Kritiek op de ‘vreesselijke ambtsdrager’
Jac. van Veen houdt al zijn leven lang de strafrechtspraak in de gaten
De journalist in de rechtszaal door Jac. van Veen Uitgever Van Gennep, 160 p., f 24,50
G.P. Hoefnagels
Jac. van Veen, tekening Marlèn Nolta
De strafrechtspraak is openbaar, maar we weten nauwelijks hoe het er in gewone doorsneezaken toegaat. De krant vult meer kolommen met misdaad dan ooit tevoren, maar de aandacht blijft beperkt tot enkele zaken die nieuws worden. ‘Wat is nieuws?’ vroeg ik een hoofdredacteur. Hij antwoordde: ‘Nieuws is een onderwerp waarmee de vierduizend Nederlandse journalisten, of een belangrijk deel van hen, zich kortere of langere tijd bemoeien.’ Zo'n antwoord relativeert, maar het verklaart niet.
In democratieën bestaan geen geheime strafprocessen, maar als de journalist Jac. van Veen er niet geweest was, waren de strafprocessen in Nederland toch aardig geheim gebleven. Daar komt nog iets bij. De voornaamste bedoeling van openbaarheid van rechtspraak is dat het gedrag van rechters, officieren en advocaten getoetst kan worden aan het recht. Daar ging het ook om, toen we de geheime inquisitie afschaften.

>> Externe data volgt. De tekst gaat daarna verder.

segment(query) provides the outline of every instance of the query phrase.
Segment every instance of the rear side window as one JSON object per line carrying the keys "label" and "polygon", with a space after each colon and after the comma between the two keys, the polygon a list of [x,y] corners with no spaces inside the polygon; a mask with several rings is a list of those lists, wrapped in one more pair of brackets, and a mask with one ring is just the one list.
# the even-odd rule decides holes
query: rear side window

Het gaat allereerst om het gedrag van de togadragers, de hotemetoten, niet om ‘de vreesselijke misdadiger’.
Jac. van Veen hoort tot de zeer weinige journalisten die deze functie van de openbaarheid waarmaken. Hij beschrijft wat rechters doen, wat officieren zeggen, wat advocaten niet zeggen en hoe parketwachten vergeten verdachten voor hun rechter te brengen. De lezer ziet dossiers zoekraken, stukken verdwijnen, rechters uithalen naar advocaten en verdachten, officieren en advocaten blunderen, maar officieren toch iets vaker. Van Veen doet dat een leven lang, vroeger in Het Parool, sinds zijn pensioen in Vrij Nederland en het Algemeen Dagblad. Uit zijn Parool-periode verscheen in 1977 een bundel van zijn columns. Thans verschijnt een reeks van zijn observaties, gepubliceerd in het Algemeen Dagblad en Vrij Nederland.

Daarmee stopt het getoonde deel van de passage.